Set professional boundaries

  • Attire – dress appropriately, wear your name badge, demonstrate appropriate hygiene (e.g. bare to elbows in hospital settings)
  • Introduce yourself and explain your role – ‘Hi, I am Dr Smith…’
  • Explain why you are here – ‘I am here to discuss x if that’s OK.’
  • Consent – if the patient does not agree to the consultation, stop and discuss this with your senior
  • Confidentiality – what the patient tells you will be confidential – unless there is a risk to them or others noted
  • If information will be shared with others (e.g. within the healthcare team, tell the patient at the outset)
  • Expectations of time – e.g. ‘We have 10 minutes, but if there is anything we don’t cover, we can cover it next time.’

Establish trust

  • Be honest
  • Be yourself – just the professional version of you!
  • The patient has social skills; these will detect if you are being authentic.
  • If you are, they are more likely to trust you.

Stop and notice

Cues

  • What is the patient communicating with verbal and non-verbal cues?

Opening gambit

  • The first thing the patient says is usually the only thing they have full control over (after this point they are often responding to the doctor).
  • Often they have rehearsed this intro in the waiting room.

Curtain raiser

  • Unguarded remarks as they enter. More likely to say this if the doctor says less.

Use silence


Engage the patient

Ask them

  • e.g. What questions did you have? (allow time for them to answer, keeping an eye on time)

Active listening

  • e.g. ‘Yes’, ‘mmm’ when appropriate
  • Nod – when appropriate
  • If they share sad news – acknowledge this – ‘I’m sorry to hear that’. Consider if this is relevant to the rest of the history and address it as appropriate (for example in a mental health history)

Summarise

  • Their words back to them at an appropriate juncture 
  • I have included this here as this also is a way to demonstrate you have been listening.

Open body language

  • Face the patient – Look at their face when they speak (learn to touch type or write without looking down – or signpost – ‘ I am just going to note this down’ so they understand why you are looking at something else)
  • Show genuine interest – Find one thing you genuinely like about them – even if it is only their socks!

Coaching style questions

  • Try adding a coaching style question where appropriate – e.g. Lifestyle issues like smoking cessation, weight loss
  • ‘What are the barriers in your view?’
  • ‘How much do you want to change?’ (scale of 1-10)
  • ‘How easy do you think it will be to change?’ (scale of 1-10)
  • ‘What thoughts have you had about what you could do to improve your situation?’
  • “What have you tried and what has worked?’

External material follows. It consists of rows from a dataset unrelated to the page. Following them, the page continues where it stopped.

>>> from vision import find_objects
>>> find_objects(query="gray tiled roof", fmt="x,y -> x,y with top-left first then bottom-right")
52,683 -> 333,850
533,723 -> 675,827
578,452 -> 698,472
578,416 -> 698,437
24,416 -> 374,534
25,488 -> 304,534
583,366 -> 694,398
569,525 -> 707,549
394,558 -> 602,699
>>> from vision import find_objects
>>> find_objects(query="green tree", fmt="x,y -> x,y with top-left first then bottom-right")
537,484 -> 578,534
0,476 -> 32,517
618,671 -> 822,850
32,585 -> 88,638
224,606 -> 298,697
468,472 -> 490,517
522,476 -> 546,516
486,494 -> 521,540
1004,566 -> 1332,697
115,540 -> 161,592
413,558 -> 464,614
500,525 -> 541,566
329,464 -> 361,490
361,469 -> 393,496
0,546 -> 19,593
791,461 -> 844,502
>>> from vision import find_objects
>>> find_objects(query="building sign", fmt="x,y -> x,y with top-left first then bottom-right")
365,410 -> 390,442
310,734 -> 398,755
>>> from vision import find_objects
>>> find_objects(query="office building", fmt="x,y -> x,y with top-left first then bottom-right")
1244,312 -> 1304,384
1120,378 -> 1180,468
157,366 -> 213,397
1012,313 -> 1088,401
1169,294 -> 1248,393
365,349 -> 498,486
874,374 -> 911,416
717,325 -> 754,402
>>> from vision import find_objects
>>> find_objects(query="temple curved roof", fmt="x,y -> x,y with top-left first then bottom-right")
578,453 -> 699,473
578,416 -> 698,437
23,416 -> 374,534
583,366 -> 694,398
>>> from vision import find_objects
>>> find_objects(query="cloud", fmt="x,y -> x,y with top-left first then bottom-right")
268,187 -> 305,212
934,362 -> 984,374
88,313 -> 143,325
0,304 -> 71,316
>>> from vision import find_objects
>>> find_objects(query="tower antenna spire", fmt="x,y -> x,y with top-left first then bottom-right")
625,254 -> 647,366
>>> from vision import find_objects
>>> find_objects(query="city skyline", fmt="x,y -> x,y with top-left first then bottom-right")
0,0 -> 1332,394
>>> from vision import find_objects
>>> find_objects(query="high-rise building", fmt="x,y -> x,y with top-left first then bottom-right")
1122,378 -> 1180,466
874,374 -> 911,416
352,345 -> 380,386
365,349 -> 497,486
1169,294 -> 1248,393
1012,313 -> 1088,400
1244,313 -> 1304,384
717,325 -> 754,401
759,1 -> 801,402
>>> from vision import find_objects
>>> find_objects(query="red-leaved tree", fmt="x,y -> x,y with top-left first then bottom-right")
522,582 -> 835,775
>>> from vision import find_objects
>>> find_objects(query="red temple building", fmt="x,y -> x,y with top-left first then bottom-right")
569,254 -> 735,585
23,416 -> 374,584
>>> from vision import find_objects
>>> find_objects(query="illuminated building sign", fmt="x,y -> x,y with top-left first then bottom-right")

Aid the patient’s retention

  • Often patients find it hard to retain what you have said as they find the consultation emotionally charged.
  • Also, they may not be feeling too well!
  • Help them recall the key points:
    • Repeat the key points in a summary at the end
    • Ask them to repeat back a few key points
    • Invite them to take notes if they would like to
  • Give them written material to take away
  • Signpost them to good resources for follow on reading – written/websites/apps etc
  • Make sure you are happy with the content of these before recommending them.
  • Reassure them that if they think of a question later on, they can have it addressed by (contacting you/your colleague/the ward/bring the question to the follow-up appointment etc).

Look after yourself

  • Often consultations contain distressing information exchange. Be aware of you how you feel and seek help for yourself if needed.

Finally – be kind

  • This is vastly underrated and key to positive human interactions.
  • Be kind to your patient and kind to yourself.

References

  1. The Oxford Handbook of Clinical Medicine. 6th Ed; Longmore, Wilkinson, Rajapjpalan: p34.
  2. The New Consultation, Developing Doctor-Patient Communication. Pendleton, Schofield, Tate, Havelock: p41
  3. Geeky Medics. Information giving – an overview. Available from: [LINK].
  4. Cambridge dictionary. Definition of rapport. Available from: [LINK].